Desmond Robinson

Personal information
- Born: 30 December 1927 Ravensthorpe, Dewsbury, West Riding of Yorkshire, England
- Died: 10 December 2015 (aged 87) Mirfield, Kirklees, West Yorkshire, England

Team information
- Discipline: Road
- Role: Rider

= Desmond Robinson =

British cyclist

Desmond Robinson (30 December 1927 - 10 December 2015) was a British cyclist. He competed in the individual and team road race events at the 1952 Summer Olympics. He was the brother of fellow racing cyclist Brian Robinson.

Robinson started racing seriously in 1945, when he joined Huddersfield Road Club. As well as competing at the Olympics, his career highlights included winning the Manx International in 1949 and the amateur version of the Tour of Britain in 1955. He retired from competition at the end of 1955.

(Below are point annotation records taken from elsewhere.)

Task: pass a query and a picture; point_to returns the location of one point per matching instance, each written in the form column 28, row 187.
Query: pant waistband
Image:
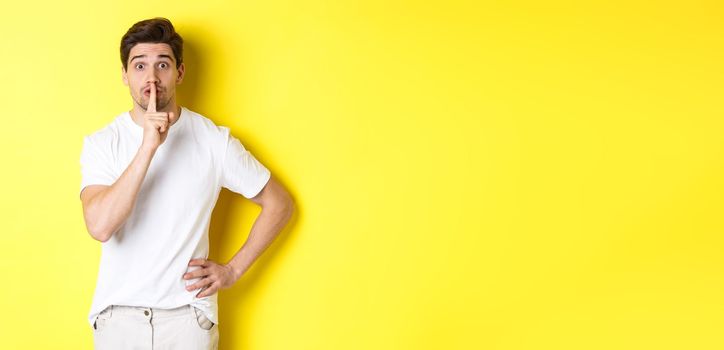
column 149, row 312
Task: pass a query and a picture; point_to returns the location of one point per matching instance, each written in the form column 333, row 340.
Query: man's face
column 147, row 63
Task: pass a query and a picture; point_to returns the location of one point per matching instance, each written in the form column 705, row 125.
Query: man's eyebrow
column 141, row 56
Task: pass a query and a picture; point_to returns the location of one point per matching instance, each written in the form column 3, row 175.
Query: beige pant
column 132, row 327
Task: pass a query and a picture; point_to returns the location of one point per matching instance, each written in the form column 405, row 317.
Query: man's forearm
column 265, row 229
column 108, row 209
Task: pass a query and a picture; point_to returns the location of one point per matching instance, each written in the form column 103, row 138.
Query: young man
column 150, row 180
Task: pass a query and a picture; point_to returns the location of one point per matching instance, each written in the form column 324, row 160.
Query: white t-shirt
column 143, row 263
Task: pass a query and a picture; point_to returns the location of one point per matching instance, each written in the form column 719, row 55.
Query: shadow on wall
column 232, row 334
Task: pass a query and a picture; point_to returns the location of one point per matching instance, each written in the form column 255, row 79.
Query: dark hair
column 154, row 30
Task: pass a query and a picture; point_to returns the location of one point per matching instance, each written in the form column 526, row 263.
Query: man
column 150, row 180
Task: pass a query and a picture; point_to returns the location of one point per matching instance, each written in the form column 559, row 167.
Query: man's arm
column 277, row 208
column 106, row 208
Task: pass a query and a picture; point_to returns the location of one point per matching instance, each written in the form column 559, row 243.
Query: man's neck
column 137, row 113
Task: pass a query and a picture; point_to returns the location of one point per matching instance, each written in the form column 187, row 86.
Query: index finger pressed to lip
column 152, row 99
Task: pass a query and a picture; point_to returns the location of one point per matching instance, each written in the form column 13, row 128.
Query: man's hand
column 156, row 124
column 213, row 277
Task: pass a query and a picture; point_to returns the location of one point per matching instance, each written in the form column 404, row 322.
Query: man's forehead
column 150, row 50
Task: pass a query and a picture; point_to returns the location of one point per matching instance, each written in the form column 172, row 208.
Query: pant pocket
column 102, row 320
column 202, row 321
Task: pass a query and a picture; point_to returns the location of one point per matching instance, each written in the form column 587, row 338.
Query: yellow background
column 469, row 175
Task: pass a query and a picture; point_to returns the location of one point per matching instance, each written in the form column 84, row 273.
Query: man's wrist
column 236, row 272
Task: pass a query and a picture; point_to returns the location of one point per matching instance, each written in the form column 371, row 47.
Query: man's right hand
column 155, row 124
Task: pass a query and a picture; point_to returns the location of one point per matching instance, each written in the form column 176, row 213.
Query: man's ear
column 124, row 76
column 181, row 73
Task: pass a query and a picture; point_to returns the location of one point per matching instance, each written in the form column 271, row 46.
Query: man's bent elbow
column 100, row 234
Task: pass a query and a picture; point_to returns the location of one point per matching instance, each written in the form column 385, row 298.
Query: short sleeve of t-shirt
column 96, row 167
column 241, row 172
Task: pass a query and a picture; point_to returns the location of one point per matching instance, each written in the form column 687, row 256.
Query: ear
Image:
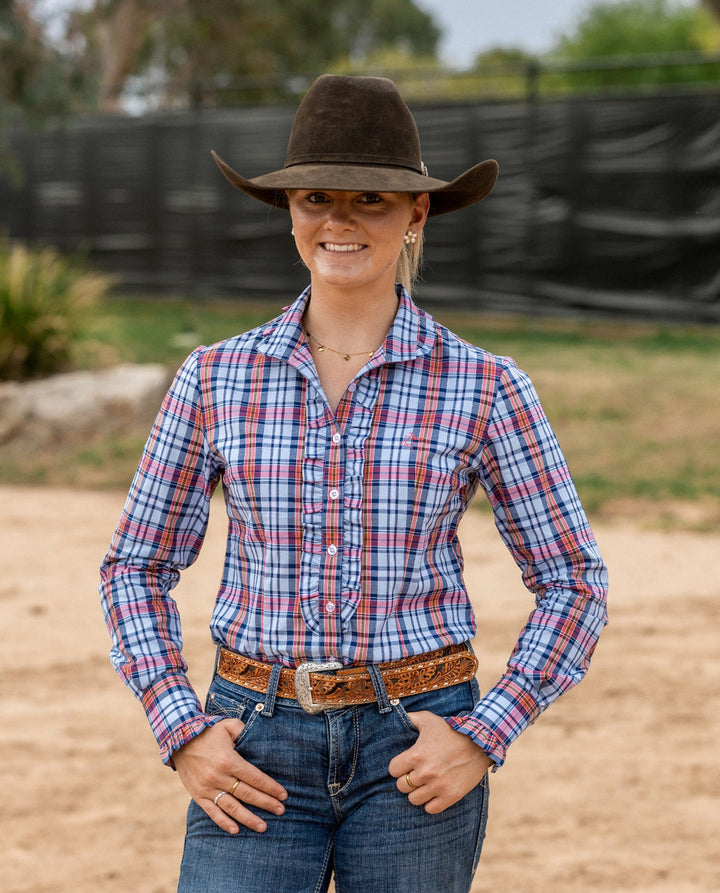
column 420, row 210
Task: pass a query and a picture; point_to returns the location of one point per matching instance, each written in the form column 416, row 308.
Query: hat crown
column 354, row 121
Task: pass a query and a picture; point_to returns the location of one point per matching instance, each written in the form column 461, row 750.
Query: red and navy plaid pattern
column 342, row 528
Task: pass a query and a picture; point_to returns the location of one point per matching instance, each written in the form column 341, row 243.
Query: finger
column 251, row 796
column 228, row 808
column 256, row 787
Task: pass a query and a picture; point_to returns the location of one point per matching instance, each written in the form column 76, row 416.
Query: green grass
column 635, row 406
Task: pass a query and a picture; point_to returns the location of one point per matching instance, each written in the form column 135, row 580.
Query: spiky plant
column 45, row 300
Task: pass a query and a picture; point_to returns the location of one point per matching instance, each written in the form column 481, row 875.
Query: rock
column 75, row 404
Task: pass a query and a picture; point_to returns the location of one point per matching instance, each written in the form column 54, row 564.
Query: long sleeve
column 160, row 532
column 541, row 521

Outside of cycling, Robinson earned a Higher National Certificate in Mechanical and Electrical Engineering, and worked for his father's joinery firm, HF Robinson and Sons, later joining Imperial Chemical Industries in Redcar. He subsequently lectured in engineering at Wakefield College and Barnsley College.

Robinson married Beryl in 1953: the couple had three daughters, Linda, Denise and Jane. He died in December 2015, after suffering a stroke in May of that year, and was survived by his wife, children and five grandchildren.